Efficacy and safety of avenciguat in diabetic and non-diabetic kidney disease: Pooled analysis from two Phase II randomised controlled clinical trials

sGc is important for proper endothelial function in vascular beds. Avenciguat (BI 685509) is a novel, potent sGc activator in development for treatment of CKD. Two trials investigated the efficacy and safety of avenciguat in patients with diabetic (NCT04750577) or non-diabetic (NCT04736628) CKD.
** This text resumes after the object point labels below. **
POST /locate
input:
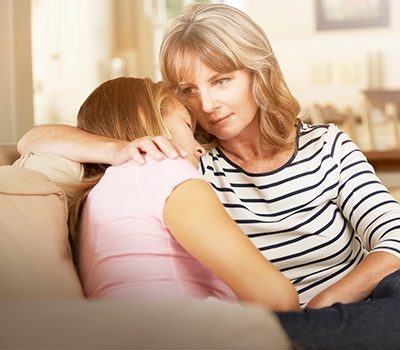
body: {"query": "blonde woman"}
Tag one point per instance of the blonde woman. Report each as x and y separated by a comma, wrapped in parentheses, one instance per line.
(304, 194)
(158, 231)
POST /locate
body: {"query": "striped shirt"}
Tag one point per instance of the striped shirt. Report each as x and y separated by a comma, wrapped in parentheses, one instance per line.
(317, 216)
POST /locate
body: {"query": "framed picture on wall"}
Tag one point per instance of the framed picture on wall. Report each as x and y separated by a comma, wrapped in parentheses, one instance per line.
(345, 14)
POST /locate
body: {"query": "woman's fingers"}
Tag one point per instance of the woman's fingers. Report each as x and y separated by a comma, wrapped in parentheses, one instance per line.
(157, 147)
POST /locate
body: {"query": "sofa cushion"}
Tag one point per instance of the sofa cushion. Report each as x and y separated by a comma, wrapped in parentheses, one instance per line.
(106, 324)
(8, 153)
(60, 170)
(35, 258)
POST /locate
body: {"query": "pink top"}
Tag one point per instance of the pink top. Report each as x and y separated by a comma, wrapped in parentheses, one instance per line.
(126, 250)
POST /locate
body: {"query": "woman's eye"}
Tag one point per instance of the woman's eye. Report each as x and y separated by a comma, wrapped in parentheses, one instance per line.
(222, 82)
(187, 91)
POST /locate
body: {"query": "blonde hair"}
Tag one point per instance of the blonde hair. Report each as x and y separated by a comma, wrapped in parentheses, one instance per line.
(226, 39)
(125, 109)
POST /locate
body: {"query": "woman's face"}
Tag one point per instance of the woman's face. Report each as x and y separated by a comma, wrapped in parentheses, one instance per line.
(179, 123)
(223, 104)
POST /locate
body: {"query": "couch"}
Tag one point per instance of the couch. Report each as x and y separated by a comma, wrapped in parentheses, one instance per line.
(42, 304)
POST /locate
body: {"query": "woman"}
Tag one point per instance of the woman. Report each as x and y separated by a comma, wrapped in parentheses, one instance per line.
(145, 231)
(305, 195)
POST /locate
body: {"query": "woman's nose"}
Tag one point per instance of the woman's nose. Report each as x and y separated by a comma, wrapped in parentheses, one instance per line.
(207, 102)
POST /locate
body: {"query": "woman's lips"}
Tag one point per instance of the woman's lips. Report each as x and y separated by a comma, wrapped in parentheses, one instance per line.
(221, 119)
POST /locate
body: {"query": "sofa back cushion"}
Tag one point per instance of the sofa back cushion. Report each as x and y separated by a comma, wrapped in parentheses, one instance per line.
(35, 258)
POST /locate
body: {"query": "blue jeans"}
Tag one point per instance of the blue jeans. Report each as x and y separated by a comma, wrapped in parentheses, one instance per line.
(372, 324)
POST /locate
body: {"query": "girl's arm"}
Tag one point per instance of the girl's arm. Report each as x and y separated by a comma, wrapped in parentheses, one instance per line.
(199, 222)
(84, 147)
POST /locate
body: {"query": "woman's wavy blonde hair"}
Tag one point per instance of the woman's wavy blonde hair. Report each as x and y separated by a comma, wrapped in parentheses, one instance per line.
(226, 39)
(125, 109)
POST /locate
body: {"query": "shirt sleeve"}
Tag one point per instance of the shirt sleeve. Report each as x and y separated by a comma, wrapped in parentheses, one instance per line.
(157, 179)
(365, 202)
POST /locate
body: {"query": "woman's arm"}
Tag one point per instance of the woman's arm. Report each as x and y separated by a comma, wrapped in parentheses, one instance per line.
(84, 147)
(375, 216)
(199, 222)
(359, 283)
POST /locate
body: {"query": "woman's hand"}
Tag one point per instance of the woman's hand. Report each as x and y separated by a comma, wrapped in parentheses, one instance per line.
(157, 147)
(321, 300)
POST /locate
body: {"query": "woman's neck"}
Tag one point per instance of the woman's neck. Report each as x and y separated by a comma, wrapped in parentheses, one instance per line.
(255, 155)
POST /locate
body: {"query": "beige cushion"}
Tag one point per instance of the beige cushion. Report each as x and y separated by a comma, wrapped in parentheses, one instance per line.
(103, 324)
(35, 259)
(8, 153)
(62, 171)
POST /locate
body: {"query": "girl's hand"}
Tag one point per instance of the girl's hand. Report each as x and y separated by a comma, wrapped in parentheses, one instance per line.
(157, 147)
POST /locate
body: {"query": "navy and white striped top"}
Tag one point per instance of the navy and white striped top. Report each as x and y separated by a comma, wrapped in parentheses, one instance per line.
(317, 216)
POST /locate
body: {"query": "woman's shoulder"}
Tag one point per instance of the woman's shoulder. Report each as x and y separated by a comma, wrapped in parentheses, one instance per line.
(318, 133)
(157, 167)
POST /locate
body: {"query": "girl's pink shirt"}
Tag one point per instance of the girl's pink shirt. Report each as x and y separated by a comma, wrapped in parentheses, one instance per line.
(126, 250)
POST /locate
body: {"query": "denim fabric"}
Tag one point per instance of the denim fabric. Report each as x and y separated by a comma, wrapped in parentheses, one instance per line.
(372, 324)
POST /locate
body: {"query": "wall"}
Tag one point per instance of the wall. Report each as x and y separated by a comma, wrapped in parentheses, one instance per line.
(16, 106)
(331, 65)
(72, 50)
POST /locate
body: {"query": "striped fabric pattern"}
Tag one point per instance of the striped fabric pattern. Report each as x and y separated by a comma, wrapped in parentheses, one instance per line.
(318, 215)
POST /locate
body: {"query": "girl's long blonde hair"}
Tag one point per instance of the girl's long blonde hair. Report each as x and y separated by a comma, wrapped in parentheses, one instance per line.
(124, 109)
(226, 39)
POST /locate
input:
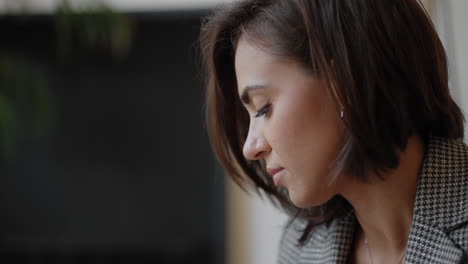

In these two Phase II double-blind, placebo-controlled trials of identical design, adults aged ≥18 years with CKD (eGFR ≥20–<90 mL/min/1.73 m², UACR ≥200–<3500 mg/g) were randomised to receive 20 weeks of placebo or avenciguat 1, 2 or 3 mg TID (including a 4-week up-titration period) as adjunct to maximum tolerated ACE inhibitor or ARB. The primary endpoint was change from baseline in UACR in 10-hour urine at Week 20. Safety was monitored throughout both trials. At trial completion, individual patient data were pooled and analysed according to a pre-specified analysis plan.

A total of 500 patients were randomised and received placebo (n=122) or avenciguat 1 mg (n=125),2 mg (n=126) or 3 mg (n=127) TID. Avenciguat reduced UACR in 10-hour urine compared with placebo throughout the treatment period. At Week 20, the placebo-corrected geometric mean percent changes (95% CI) from baseline in UACR in 10-hour urine with avenciguat 1, 2 and 3 mg TID were −15.5% (−26.4, −3.0), −13.2% (−24.6, −0.1) and −21.5% (−31.7, −9.8), respectively. Avenciguat was well tolerated. Hypotension was reported in 33 patients (8.7%) treated with any avenciguat dose and 3 patients (2.5%) receiving placebo.

Avenciguat was effective in lowering albuminuria and was well tolerated in patients with diabetic and non-diabetic CKD.